Expecting my third. This adds up.
Umm... The study followed parents through the first two years of a child's life and concluded that raising a toddler is a stressful pain in the ass. This will be "eye opening" to which policy-makers, exactly? Also die in a fire Amazon Post for requiring me to give you an email address to read your clickbait.
I'm not sure if this would work, but I use Adaway on my android phone, with the following lists (subscription) added: https://www.fanboy.co.nz/r/fanboy-ultimate.txt Note that this requires your device to be rooted. This blocks a LOT of those stupid floating boxes with social buttons, and quite a few of those email boxes for me. And using this method, I don't see any ads or floating boxes on this website.
Really? The common trope about babies is "screaming, time-sucking, poop and vomit whirligigs." I guess I went into it eyes open and have never fully understood the people who are taken unawares by the demands of little ones. Turn on the TV and there's a new parent gobsmacked by this screaming wriggling thing, then turn the channel and see some poor sarariman forced to choose between family and career.
I knew about diapers and crying, and those don't bother me. I can take a vomit blast to my shoulder like a champ. But the complete lack of escape was a surprise for me. The feeling while holding my first son the night he was born was occasionally, "Ahhh, he has tiny replicas of his father's feet!" But it was much more, "I am down to one arm at best. And I can't get up and my laptop is over there. How am I going to write code?" Of course I won't be immobilized by my children forever, and I will no doubt very much miss this time, when they want me to never stop holding them.
Doesn't add up for me. With my daughter, after the first year I was probably as satisfied as I had ever been. With my son, I'd say I'm still pretty damn satisfied and any lack of satisfaction has nothing to do with him or his birth. They never quantify "happiness" in this article or get specific in what they're measuring. This seems pretty half-baked.
The study was done in Germany. Doesn't make it universally appropriate. Something's going on in Europe though. There was a big to-do from a French mother not long ago who wrote a book regretting having children.She regrets having children. And, more so, she has decided that other women ought not to have them, if they know what is good for themselves and for the world. After 13 years of maternal humiliations, she wrote a quick, funny, angry book.

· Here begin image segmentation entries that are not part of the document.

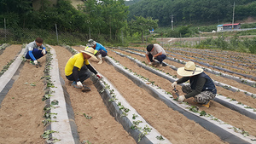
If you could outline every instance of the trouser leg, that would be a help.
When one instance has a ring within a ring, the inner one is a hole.
[[[192,92],[191,87],[189,84],[183,85],[182,87],[182,90],[183,93],[189,94]],[[202,91],[200,94],[196,95],[195,98],[195,101],[199,104],[207,104],[210,100],[212,100],[216,96],[215,94],[211,91]]]
[[[47,51],[46,51],[47,54]],[[42,54],[42,50],[39,50],[38,49],[34,49],[32,51],[32,55],[34,55],[34,57],[36,58],[36,60],[40,59],[41,57],[44,56],[44,55]],[[28,52],[26,55],[26,59],[32,59],[28,54]]]
[[[88,70],[86,66],[83,66],[81,70],[79,71],[79,78],[80,82],[83,83],[84,80],[88,79],[91,76],[91,72]]]
[[[159,62],[160,63],[160,64],[162,64],[162,62],[163,62],[163,60],[166,59],[166,55],[159,55],[159,56],[157,56],[155,59],[157,60],[159,60]]]
[[[153,55],[149,53],[148,56],[148,59],[149,59],[150,62],[153,62],[154,61],[153,60]]]

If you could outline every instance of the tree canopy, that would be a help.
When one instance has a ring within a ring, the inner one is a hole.
[[[160,26],[176,23],[232,21],[234,2],[236,20],[255,16],[254,0],[141,0],[129,7],[129,20],[134,16],[152,17]]]

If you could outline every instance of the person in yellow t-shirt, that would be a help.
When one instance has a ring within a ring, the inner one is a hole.
[[[91,72],[95,73],[99,78],[102,77],[97,74],[97,72],[88,61],[90,58],[97,60],[94,55],[94,49],[86,47],[84,50],[80,52],[68,60],[65,66],[65,75],[68,80],[73,81],[72,84],[73,87],[81,89],[82,91],[90,91],[90,89],[86,85],[83,85],[82,83],[91,76]]]

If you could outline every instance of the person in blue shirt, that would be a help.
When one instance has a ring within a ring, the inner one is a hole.
[[[30,60],[32,65],[39,65],[38,60],[47,54],[45,47],[43,45],[43,38],[37,37],[26,46],[24,57]]]
[[[102,57],[105,57],[105,56],[108,55],[108,51],[106,50],[105,47],[102,44],[101,44],[99,43],[96,43],[93,39],[89,39],[88,40],[87,46],[90,46],[95,49],[94,50],[94,55],[99,60],[98,64],[102,64],[103,62],[102,61]]]

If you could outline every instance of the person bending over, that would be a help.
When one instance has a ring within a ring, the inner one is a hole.
[[[26,46],[24,57],[30,60],[32,65],[39,65],[38,60],[47,54],[45,47],[43,45],[43,38],[37,37]],[[40,66],[40,65],[39,65]]]
[[[95,73],[99,78],[102,77],[97,74],[97,72],[90,65],[88,60],[90,58],[97,60],[93,54],[94,49],[86,47],[84,50],[80,52],[68,60],[65,66],[65,75],[68,80],[73,81],[71,85],[73,87],[81,89],[83,92],[90,91],[90,89],[85,84],[83,85],[82,83],[91,76],[91,72]]]
[[[216,96],[217,89],[213,81],[203,72],[203,69],[195,67],[194,62],[189,61],[184,67],[178,68],[177,73],[183,78],[172,84],[173,88],[177,88],[178,84],[189,80],[189,84],[182,86],[182,90],[186,95],[180,95],[177,101],[183,101],[185,99],[194,97],[195,102],[209,108],[210,100]]]
[[[156,59],[160,62],[160,67],[161,67],[163,60],[166,58],[166,53],[159,44],[148,44],[147,46],[146,58],[148,65],[155,64],[154,59]]]

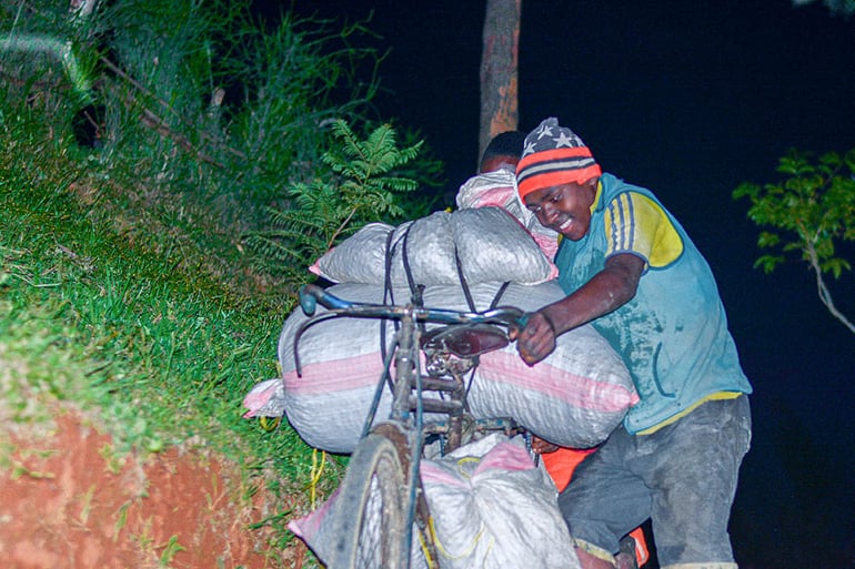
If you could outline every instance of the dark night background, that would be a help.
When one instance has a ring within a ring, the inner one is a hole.
[[[262,2],[260,2],[261,4]],[[382,118],[418,128],[453,195],[477,163],[482,0],[266,2],[275,17],[364,19],[391,49]],[[716,273],[752,379],[754,441],[732,517],[744,569],[855,567],[855,335],[807,266],[753,268],[745,181],[788,149],[855,148],[855,17],[788,0],[522,0],[520,130],[557,116],[605,171],[653,190]],[[855,262],[855,247],[847,258]],[[833,281],[855,318],[855,277]]]

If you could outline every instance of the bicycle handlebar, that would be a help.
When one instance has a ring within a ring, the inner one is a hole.
[[[459,312],[445,308],[424,308],[409,304],[385,305],[355,303],[345,301],[328,293],[318,285],[306,284],[300,287],[300,306],[306,316],[312,316],[321,306],[342,315],[361,316],[366,318],[401,319],[408,312],[420,322],[439,324],[503,324],[509,327],[523,328],[529,321],[527,314],[513,306],[500,306],[484,312]]]

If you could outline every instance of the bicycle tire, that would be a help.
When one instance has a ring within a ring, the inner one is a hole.
[[[410,494],[391,440],[370,434],[358,445],[336,500],[328,569],[408,567],[410,543],[404,536]]]

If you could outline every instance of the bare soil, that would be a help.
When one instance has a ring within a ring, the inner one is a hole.
[[[0,559],[13,569],[299,568],[284,551],[263,490],[247,491],[235,465],[195,450],[117,459],[109,436],[63,410],[33,433],[0,425]],[[251,497],[248,497],[251,496]]]

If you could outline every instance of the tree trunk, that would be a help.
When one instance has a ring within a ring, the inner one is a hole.
[[[517,129],[516,65],[522,0],[487,0],[481,52],[479,156],[490,139]]]

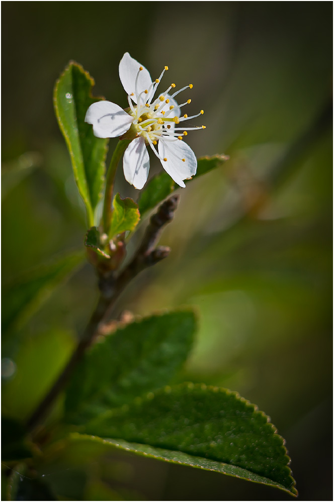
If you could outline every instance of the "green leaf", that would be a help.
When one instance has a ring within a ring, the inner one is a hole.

Everywhere you look in France these days, you seem to see its cover: The words NO KID in English, followed by "40 Reasons for Not Having Children" in French. It is a huge best seller. Her 40 reasons are often funny and personal ("Don't become a travelling feeding bottle," "don't adopt the idiot-language of children") sometimes bitter ("you will inevitably be disappointed with your child") and often designed to puncture the idealized notion of motherhood that poisons Western societies.
Most of the studies I've seen indicate that the isolated nuclear family doesn't work and that with the increase of mobility and the fraying of social networks, modern industrial society becomes more and more punitive towards successfully rearing a family. That's generally what all these studies indicate: "If you want future taxpayers, give their parents a break."IMHO, the studies on happiness and the effects of child rearing in industrialized nations really point to the one real problem, which is how the exclusively nuclear family doesn't work out in the end.
Socioeconomically speaking, our primary issues are related to the "village" being banished from modern society. When you've got grandparents and aunts and uncles, it's a lot easier to raise a kid. Elizabeth Warren has a great book she wrote with her daughter about ten years ago.
Based on n of 4 in this thread (including the French mom), maybe it's not location, but lingering higher expectations on mothers. Whoops, I read more carefully, and it looks like they did check on the gender thing -- no difference. 30% of parents did get happier after kids. Which means the rest of us, on average, are even less happy. I'm saying all this with a sort of gallows humor which is probably not reading in the form of 0's and 1's.
Agreed. I am a big believer that it's All Joy and No Fun. Certainly joy has value.
Nice to know, particularly as it affirmed my decision to avoid siring any rug rats.